El lado oscuro del éxito rápido
Para muchos corredores kenianos, el atletismo es una vía de escape: del hambre, del desempleo, del anonimato. Pero el éxito súbito puede convertirse en una trampa. Kelvin Kiptum había acumulado casi medio millón de dólares en premios y contratos, pero estaba envuelto en disputas legales por mal manejo de sus acuerdos. Wilson Kipsang, otro ex ídolo, perdió su fortuna en malas inversiones y acabó sancionado por dopaje.
El 75% de los corredores de élite retirados en Kenia vive en condiciones económicas precarias, según estimaciones del excampeón mundial Benjamin Limo. La carencia de educación financiera y el abandono institucional explican una parte de esta tragedia.

Pequeños pasos hacia el cambio
El gobierno keniano, junto a Athletics Kenya, ha comenzado a implementar medidas para cambiar este panorama. Desde 2023, se puso en marcha un Comité de Protección de Género y programas de alfabetización financiera para atletas jóvenes. También se han propuesto corredores seguros para entrenamientos y líneas de ayuda para víctimas de violencia.
Exatletas como Joan Chelimo, fundadora de Tirop’s Angels, y Joseph Chesire, organizador de talleres educativos, están liderando iniciativas desde la base. Pero la magnitud del problema exige un compromiso institucional más firme y duradero.
El atletismo universitario: ¿una alternativa más segura?
En contraste con el caos del entorno keniano, el atletismo universitario en Estados Unidos representa una vía más estructurada y segura. Kipsang es prueba de que un sistema con soporte académico, médico y financiero puede formar atletas de élite y, al mismo tiempo, proteger su integridad.
Actualmente, más de 20 corredores kenianos compiten en la NCAA, beneficiándose de un modelo que ofrece estabilidad, educación y exposición internacional. Si bien no es accesible para todos, se perfila como una solución parcial al drama que vive el fondismo africano.
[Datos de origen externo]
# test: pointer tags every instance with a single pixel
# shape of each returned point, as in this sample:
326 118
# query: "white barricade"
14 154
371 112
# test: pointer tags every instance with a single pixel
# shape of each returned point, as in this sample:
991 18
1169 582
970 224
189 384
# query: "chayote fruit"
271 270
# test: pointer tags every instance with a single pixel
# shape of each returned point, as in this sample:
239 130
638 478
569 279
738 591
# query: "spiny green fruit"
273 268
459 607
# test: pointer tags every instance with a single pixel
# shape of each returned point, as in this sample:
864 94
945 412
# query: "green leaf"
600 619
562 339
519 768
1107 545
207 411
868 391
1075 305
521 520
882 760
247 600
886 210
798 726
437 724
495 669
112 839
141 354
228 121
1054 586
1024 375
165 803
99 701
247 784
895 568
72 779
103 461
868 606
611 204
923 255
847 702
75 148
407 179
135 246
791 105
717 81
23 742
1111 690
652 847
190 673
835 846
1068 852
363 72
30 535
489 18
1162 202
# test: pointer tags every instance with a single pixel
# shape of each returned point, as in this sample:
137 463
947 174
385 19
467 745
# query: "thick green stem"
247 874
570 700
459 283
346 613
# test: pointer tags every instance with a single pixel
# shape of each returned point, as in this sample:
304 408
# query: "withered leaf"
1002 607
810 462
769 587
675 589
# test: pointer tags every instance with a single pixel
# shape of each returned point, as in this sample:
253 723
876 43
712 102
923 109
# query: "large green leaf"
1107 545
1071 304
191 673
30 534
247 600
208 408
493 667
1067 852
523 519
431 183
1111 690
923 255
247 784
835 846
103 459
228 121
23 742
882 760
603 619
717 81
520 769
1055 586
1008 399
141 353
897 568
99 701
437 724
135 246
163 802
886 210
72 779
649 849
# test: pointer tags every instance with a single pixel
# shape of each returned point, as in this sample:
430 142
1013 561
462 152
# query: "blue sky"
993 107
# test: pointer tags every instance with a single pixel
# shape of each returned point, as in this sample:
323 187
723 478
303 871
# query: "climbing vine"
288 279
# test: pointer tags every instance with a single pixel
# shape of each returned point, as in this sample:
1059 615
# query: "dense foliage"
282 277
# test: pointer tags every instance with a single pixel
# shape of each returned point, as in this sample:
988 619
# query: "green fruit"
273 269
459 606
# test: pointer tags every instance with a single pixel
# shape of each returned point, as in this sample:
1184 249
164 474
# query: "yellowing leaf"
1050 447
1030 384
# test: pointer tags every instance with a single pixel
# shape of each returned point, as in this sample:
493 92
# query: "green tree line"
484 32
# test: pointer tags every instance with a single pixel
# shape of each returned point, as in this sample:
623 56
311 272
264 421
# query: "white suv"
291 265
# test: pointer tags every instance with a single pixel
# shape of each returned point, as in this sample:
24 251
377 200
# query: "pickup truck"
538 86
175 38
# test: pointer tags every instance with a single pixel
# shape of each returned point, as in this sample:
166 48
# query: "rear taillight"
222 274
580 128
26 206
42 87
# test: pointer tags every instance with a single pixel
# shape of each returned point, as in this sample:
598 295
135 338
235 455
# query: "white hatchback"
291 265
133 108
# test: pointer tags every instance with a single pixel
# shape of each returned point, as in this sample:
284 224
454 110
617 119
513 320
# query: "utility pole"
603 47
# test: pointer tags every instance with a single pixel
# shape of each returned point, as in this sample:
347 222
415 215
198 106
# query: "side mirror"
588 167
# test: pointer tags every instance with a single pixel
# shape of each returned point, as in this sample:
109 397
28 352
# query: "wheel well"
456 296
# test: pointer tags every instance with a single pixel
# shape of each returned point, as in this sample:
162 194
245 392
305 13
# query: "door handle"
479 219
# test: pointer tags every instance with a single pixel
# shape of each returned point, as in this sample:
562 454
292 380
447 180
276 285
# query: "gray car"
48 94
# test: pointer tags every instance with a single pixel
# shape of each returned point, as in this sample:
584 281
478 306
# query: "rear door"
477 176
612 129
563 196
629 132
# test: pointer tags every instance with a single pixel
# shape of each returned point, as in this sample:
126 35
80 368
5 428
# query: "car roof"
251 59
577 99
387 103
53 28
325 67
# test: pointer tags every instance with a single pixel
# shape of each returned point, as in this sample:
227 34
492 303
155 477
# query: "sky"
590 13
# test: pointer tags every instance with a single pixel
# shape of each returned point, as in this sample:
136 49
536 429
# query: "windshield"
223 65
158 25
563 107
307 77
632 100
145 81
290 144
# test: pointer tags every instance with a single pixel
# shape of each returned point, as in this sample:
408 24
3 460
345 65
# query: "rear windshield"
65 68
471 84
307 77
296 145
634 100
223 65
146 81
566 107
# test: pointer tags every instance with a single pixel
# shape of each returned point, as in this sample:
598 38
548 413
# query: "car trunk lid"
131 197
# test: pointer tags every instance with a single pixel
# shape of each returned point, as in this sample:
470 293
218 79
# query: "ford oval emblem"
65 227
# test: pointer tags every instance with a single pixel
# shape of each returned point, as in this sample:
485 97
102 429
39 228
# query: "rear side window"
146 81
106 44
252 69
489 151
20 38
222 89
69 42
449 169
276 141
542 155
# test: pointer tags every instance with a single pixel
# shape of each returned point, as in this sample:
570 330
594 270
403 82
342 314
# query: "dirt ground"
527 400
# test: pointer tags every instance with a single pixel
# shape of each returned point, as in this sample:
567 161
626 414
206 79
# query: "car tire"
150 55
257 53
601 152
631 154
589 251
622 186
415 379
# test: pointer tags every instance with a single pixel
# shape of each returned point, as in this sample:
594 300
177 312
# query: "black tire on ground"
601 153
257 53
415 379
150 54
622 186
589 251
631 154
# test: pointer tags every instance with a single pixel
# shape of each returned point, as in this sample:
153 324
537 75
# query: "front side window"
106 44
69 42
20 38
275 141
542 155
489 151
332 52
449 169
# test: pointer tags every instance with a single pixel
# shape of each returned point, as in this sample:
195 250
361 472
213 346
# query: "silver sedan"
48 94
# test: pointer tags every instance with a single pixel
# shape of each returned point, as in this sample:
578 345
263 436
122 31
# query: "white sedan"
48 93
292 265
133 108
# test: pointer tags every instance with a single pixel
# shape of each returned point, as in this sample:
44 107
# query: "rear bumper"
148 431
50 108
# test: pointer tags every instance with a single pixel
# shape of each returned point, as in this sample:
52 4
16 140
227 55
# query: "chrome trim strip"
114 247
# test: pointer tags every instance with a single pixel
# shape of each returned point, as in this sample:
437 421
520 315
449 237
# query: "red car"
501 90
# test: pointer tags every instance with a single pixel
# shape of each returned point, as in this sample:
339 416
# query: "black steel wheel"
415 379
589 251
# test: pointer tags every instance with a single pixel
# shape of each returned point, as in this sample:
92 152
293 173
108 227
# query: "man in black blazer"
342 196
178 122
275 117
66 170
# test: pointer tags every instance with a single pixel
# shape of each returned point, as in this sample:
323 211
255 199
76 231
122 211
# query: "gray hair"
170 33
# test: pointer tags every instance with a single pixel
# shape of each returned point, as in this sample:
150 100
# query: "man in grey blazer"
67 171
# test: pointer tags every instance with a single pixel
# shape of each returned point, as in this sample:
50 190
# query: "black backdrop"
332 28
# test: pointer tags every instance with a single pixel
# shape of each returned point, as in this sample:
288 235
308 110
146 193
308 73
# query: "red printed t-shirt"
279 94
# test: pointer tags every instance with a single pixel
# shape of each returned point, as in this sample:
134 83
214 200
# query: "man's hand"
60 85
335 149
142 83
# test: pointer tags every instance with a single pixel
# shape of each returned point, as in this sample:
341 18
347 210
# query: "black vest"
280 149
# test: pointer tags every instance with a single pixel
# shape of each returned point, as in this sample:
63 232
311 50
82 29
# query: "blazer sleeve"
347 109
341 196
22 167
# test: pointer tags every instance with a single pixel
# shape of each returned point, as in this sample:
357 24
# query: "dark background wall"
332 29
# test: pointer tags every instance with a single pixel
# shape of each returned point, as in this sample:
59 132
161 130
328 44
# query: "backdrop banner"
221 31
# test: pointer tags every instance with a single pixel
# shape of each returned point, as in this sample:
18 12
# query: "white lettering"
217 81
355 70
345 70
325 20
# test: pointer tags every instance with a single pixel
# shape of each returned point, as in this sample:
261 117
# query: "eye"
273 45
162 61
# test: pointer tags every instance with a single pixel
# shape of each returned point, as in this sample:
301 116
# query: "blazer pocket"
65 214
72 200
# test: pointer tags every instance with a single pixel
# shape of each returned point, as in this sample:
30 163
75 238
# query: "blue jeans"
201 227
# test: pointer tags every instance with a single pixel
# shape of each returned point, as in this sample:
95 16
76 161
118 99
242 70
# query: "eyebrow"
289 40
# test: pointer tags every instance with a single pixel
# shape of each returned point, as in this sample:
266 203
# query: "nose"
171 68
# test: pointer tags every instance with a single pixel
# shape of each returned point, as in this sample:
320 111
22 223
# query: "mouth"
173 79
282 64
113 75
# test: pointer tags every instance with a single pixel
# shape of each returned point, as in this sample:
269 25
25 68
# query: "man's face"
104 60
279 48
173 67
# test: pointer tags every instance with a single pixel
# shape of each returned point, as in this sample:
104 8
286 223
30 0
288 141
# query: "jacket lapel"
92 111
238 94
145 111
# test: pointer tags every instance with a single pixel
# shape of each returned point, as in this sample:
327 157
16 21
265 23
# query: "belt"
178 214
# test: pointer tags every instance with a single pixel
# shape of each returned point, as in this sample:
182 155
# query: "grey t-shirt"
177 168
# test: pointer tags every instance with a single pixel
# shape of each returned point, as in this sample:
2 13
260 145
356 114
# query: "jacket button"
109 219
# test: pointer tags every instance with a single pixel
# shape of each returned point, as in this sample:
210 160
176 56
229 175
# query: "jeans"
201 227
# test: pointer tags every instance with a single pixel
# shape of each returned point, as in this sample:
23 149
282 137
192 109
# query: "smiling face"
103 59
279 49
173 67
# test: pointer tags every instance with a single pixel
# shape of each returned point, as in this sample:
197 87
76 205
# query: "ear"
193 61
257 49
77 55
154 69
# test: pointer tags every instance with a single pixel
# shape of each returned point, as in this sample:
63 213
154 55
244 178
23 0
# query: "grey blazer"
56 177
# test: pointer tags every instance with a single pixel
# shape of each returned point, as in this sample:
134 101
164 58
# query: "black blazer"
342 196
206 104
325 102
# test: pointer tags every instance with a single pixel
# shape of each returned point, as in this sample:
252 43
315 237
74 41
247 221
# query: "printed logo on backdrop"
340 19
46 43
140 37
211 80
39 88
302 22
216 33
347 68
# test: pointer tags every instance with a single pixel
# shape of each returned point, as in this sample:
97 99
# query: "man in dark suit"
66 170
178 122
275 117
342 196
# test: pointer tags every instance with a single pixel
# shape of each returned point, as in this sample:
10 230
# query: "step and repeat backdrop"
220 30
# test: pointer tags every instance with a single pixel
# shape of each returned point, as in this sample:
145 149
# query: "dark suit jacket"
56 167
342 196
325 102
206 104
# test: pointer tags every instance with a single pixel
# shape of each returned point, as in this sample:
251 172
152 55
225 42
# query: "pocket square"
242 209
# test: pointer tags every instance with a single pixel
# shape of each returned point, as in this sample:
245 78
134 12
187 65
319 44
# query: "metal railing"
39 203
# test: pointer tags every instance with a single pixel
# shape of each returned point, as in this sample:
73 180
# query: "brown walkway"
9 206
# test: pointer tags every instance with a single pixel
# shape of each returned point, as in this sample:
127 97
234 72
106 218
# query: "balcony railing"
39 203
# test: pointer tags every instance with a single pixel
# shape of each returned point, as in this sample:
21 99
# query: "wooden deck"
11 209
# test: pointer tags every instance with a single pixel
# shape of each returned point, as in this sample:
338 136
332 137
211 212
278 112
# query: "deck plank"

Conclusión: ¿cuántos más deben caer?
La muerte de Eliud Kipsang nos recuerda que detrás del cronómetro y las medallas hay seres humanos. Su historia, brillante y breve, refleja tanto el potencial del atletismo keniano como sus fallos más trágicos. Mientras Eldoret siga produciendo prodigios a un ritmo tan vertiginoso como el que los pierde, la pregunta seguirá latente: ¿cuántos más deben caer para que el éxito deje de cobrarse vidas?